– Но всю свою жизнь я слышала, что Арридей – недоумок.
– Всю твою жизнь он и был таким. Тебе сейчас пятнадцать, а ему тридцать. Когда твой отец надеялся стать царем, он много рассказывал мне о родственниках Филиппа. Он говорил, что Арридей родился красивым и здоровым ребенком и хорошо развивался. Конечно, твой отец сам тогда еще был ребенком, и до него доходили лишь разговоры слуг, но он к ним прислушивался, когда речь шла о других детях. Они говорили, что Филипп был очень доволен этим мальчиком, а Олимпиада узнала об этом. И она поклялась, что отродье Филинны не сможет лишить ее сына трона. Арридей родился во дворце. Возможно, она отравила его чем-то или по ее наущению кто-то ударил его по голове. В общем, такие слухи дошли до твоего отца.
– Какая мерзкая женщина! Бедный ребенок, я не поступила бы так даже с собакой. Но что сделано, то сделано. Теперь же, наверное, ничего не исправить?
– Только врожденные идиоты плодят себе подобных. Дети Стратона вполне здоровы.
Эвридика потрясенно вздохнула. Ее руки невольно сжали копье, словно она собиралась обороняться.
– Нет! Вы же условились, что этого не потребуется. Даже Александр говорил так. Ты же мне обещала!
– Тише, тише. Никто тебе ничего и не предлагает. Я просто рассказала тебе правду. Теперь ты догадываешься, почему Антипатр против этой свадьбы, а Пердикка перестал нам писать? Они не хотят вашего брака. И даже боятся его.
Эвридика стояла спокойно, рассеянно поглаживая ладонью древко копья, отлично отполированное и очень крепкое, из твердой кизиловой древесины.
– По-твоему, они боятся, что я могу основать новую ветвь царского рода, потеснив ветвь Александра?
– Именно так я и думаю.
Рука девушки так сильно сжала древко, что побелели костяшки пальцев.
– Я согласна. Раз уж мне суждено отомстить за отца, то я согласна.
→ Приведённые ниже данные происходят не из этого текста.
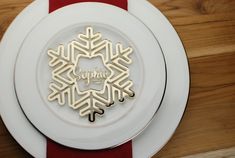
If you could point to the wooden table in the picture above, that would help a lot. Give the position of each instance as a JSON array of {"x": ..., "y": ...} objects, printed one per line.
[{"x": 207, "y": 29}]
Ведь он не оставил сыновей.
Кинна пришла в смятение. Она лишь хотела объяснить дочери, какие опасности их подстерегают. Не теряя времени, она добавила, что, возможно, слуги все выдумали. Об Олимпиаде вечно ходило множество небылиц вроде тех, что она совокуплялась со змеями и зачала Александра от небесного огня. Может, и в самом деле Филинна родила идиота, но идиотизм проявился, только когда ребенок подрос.
Внимательно осмотрев копье, Эвридика присоединила его к отложенному в дорогу оружию.
– Не волнуйся, мама. Давай сначала доберемся туда, а там уже посмотрим, что я должна буду сделать. А уж я сделаю все, что нужно.
«Что я натворила? – подумала Кинна. – Чего добилась?» Но, быстро опомнившись, она сказала себе, что не натворила пока еще ничего, а добилась именно того, чего и хотела. И она приказала принести со скотного двора чистого козленка для жертвоприношения, посвященного их предприятию.
Ариба, создатель погребальной ладьи, ежедневно совершал обход мастерской. Щеголеватый, но не изнеженный воин и эстет, он приходился дальним родственником македонской царской династии и, разумеется, принадлежал к слишком знатной семье, чтобы работать ради денег. Александр с неизменной щедростью одаривал его за любые проекты, будь то гробница, царская барка или декорации для публичного зрелища, но отношения между ними были чисто дружеские. Александр, обожавший тратить и дарить деньги, обижался, когда их воровали, и ценил честность Арибы не меньше, чем его дарования. Птолемей, рекомендуя Пердикке Арибу, подчеркнул это достоинство, весьма не лишнее для человека, в руки которого попадет огромное количество золота.
И Ариба действительно очень ревностно следил за переработкой золота: ни одной драгоценной пылинки не прилипло ни к его пальцам, ни к чьим-либо еще. Контрольные взвешивания возвели в ранг каждодневных священнодействий. Великолепный проектировщик, всегда привлекаемый Александром, когда требовалось создать нечто роскошное и грандиозное, Ариба со вкусом и вдохновением использовал все доверенные ему сокровища во славу Александра и к своему собственному удовлетворению. Когда задуманное им величественное сооружение под молотками, стамесками и резцами отменнейших мастеров стало обретать форму, его ликование несколько приглушилось лишь ритуальной значимостью заказа; впрочем, ему представилось, что Александр тоже одобрил бы его творение. Он понимал в таких вещах толк. А мнение Пердикки никогда не волновало Арибу.